The right-wing media have hyped and distorted a decision to keep congressional staffers on their existing health care plan to accuse the Obama administration of acting with the "whims of a dictatorship."
After the Obama administration agreed to fix a legislative conflict that would have forced congressional staffers off their current health care coverage and into the Affordable Care Act exchanges, the right-wing media accused President Obama of "exempting" Congress from the law. On Fox News' America's Newsroom, co-host Bill Hemmer claimed Obama "personally intervened to make sure that members of Congress and their staffers will not have to live with Obamacare," later saying the decision "is like the oligarchs." Fox contributor Monica Crowley said the decision "is like the whims of a dictatorship." A Wall Street Journal editorial claimed the decision suggests "illegal dispensations for the ruling class, different rules for the hoi polloi."
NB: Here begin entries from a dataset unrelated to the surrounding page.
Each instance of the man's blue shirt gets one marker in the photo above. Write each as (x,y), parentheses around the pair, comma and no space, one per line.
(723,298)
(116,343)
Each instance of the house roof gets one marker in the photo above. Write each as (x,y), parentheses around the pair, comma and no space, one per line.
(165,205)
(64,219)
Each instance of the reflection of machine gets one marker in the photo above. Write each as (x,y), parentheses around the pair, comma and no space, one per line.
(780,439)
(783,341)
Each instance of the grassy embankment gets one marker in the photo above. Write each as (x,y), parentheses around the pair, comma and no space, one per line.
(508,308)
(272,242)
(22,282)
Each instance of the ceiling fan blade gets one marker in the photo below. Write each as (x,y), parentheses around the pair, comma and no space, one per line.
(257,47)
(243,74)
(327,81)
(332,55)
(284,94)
But the decision fixed a problem that would have treated congressional employees differently from all other Americans. In the Health Affairs blog, health care expert Timothy Jost explained that "Far from exempting Congress from ACA requirements, as some have reported, the amendment subjects members to a legal requirement that will apply to no other Americans":
The exchanges are only open to individuals and small employers. No large employers participate in the exchange, at least not yet. There is no provision, therefore for large employers, including the largest -- the United States government -- to pay for exchange coverage. Members of Congress and their staff will generally not be qualified for premium tax credits because they will have income above 400 percent of poverty. Requiring them to pay for coverage out of pocket in after-tax dollars would be unfair and would also make these jobs very unattractive.
In The Washington Post's Wonkblog, Ezra Klein pointed out that, while the media's use of the word "exemption" made it seem as though Congress was creating a unique legislative situation for themselves, "Obamacare would apply to members of Congress and their staffs in the exact same way it applies to employees of The Washington Post, or Politico, or GE, or any other large employer. They wouldn't be any more exempt from the law than I am."
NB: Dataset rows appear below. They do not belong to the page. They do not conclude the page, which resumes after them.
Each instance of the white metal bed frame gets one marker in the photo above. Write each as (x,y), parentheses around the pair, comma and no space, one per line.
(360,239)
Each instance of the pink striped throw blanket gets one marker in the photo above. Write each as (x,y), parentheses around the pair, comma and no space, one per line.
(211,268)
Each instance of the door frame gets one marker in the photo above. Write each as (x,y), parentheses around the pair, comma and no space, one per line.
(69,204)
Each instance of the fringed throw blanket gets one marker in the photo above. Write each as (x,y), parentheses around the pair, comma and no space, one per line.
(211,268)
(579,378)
Jost's post also explained why the legislative fix was necessary. Because the exchanges were meant to provide access to health care for individuals and small businesses, Congress would have no way to pay for their employees' coverage through the law, and because staffers' salaries are generally above the limit for premium subsidies, they would not receive a tax credit to help pay for coverage, essentially creating a unique situation in which staffers would have to pay the full price of their insurance for no reason:
The intent of Congress as to how coverage would be paid for was clear all along, as demonstrated by a 2010 Congressional Research Service report . Congressional coverage would be paid for in the same way coverage for other federal employees is funded -- through the federal Office of Personnel Management. The ACA requires the federal government to "make available" exchange coverage to Congress, and Senator Grassley stated at the time he offered his amendment that its intent was "to require that Members of Congress and congressional staff get their employer-based health insurance through the same exchanges as ... constituents." It was only a matter of time until OPM clarified this.